Microsoft Live has little room for alternative lifestyles, a point the company makes with disturbing frankness

News stories have a basic formula of five W's — tell the reader who, what, when, where and why. When it comes to writing about Microsoft Live, the first W is easy. Forget industry consortia, partnerships or cross-company agreements: this is Microsoft and nothing but.

It then gets harder. What is Microsoft Live, exactly? If you look at the beta Web site, it's a mildly customisable portal that knows a bit about RSS and is nigh identical to another Microsoft initiative that has slumbered unnoticed on the Web for around a year. The rest is Windows Live, which is largely MSN services rebranded and "user-centered", and Office Live, which isn't Office.

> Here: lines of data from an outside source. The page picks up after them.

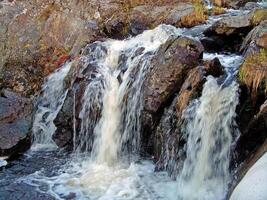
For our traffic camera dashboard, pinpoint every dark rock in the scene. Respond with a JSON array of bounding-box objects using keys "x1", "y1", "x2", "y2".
[
  {"x1": 53, "y1": 44, "x2": 106, "y2": 149},
  {"x1": 242, "y1": 2, "x2": 260, "y2": 10},
  {"x1": 240, "y1": 20, "x2": 267, "y2": 55},
  {"x1": 204, "y1": 57, "x2": 225, "y2": 77},
  {"x1": 0, "y1": 90, "x2": 32, "y2": 157},
  {"x1": 234, "y1": 101, "x2": 267, "y2": 165},
  {"x1": 143, "y1": 36, "x2": 204, "y2": 114},
  {"x1": 228, "y1": 0, "x2": 258, "y2": 9},
  {"x1": 203, "y1": 9, "x2": 267, "y2": 52},
  {"x1": 154, "y1": 67, "x2": 205, "y2": 178}
]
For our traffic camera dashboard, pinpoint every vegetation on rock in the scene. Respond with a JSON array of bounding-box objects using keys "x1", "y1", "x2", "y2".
[
  {"x1": 239, "y1": 48, "x2": 267, "y2": 99},
  {"x1": 180, "y1": 0, "x2": 208, "y2": 27}
]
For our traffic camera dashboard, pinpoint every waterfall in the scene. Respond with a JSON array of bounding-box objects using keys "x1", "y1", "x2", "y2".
[
  {"x1": 32, "y1": 62, "x2": 72, "y2": 146},
  {"x1": 176, "y1": 54, "x2": 242, "y2": 200},
  {"x1": 73, "y1": 25, "x2": 181, "y2": 165}
]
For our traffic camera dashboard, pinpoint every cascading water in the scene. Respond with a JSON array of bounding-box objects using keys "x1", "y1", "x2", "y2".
[
  {"x1": 73, "y1": 25, "x2": 181, "y2": 165},
  {"x1": 32, "y1": 62, "x2": 72, "y2": 146},
  {"x1": 22, "y1": 25, "x2": 181, "y2": 199},
  {"x1": 4, "y1": 21, "x2": 245, "y2": 199},
  {"x1": 176, "y1": 54, "x2": 242, "y2": 200}
]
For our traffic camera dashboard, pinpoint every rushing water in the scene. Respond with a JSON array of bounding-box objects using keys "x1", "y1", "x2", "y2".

Is it on-demand services? Microsoft Live's platform manager Charles Fitzgerald doesn't like that term. "I don't know whether they are talking about the crazy, IBM approach... Then my cable company talks about on-demand, when I can get video on-demand. It's not a super-useful term for me." Nobody else in the industry has a problem with it but in the Microsoft Live world, there is nobody else in the industry.

Or is there? Bill Gates says that Live's not about "running Windows or Office", but when he showed a picture of the Microsoft vision for Live, 'other devices' consisted of an antiquated Macintosh and last year's Blackberry cowering in a tiny corner under an assault of "Microsoft-based Devices". Fitzgerald is even more dismissive: "There are other classes of devices that aren't running Windows software, tragically..." and open source is "largely irrelevant". On the other hand, "... the footprint of what people think of as Office is just going to grow and grow." At least that takes care of the "why".

When and where — well, with Microsoft the when can be hard to pin down. "Shortly" in the case of Windows Live and "early next year" for Office Live. Where? Online, of course.

You remember online. It's that place where Yahoo and Google and Salesforce.com and all the rest have been offering products and portals and, yes, on-demand services, without calling your choices tragic or largely irrelevant or crazy. You may care to keep it that way.

It's the place where you get to decide who, what, why, when and where — and if you don't choose to swallow the entire Live story whole, it's the place where the news for Microsoft may not be a story it wants to hear.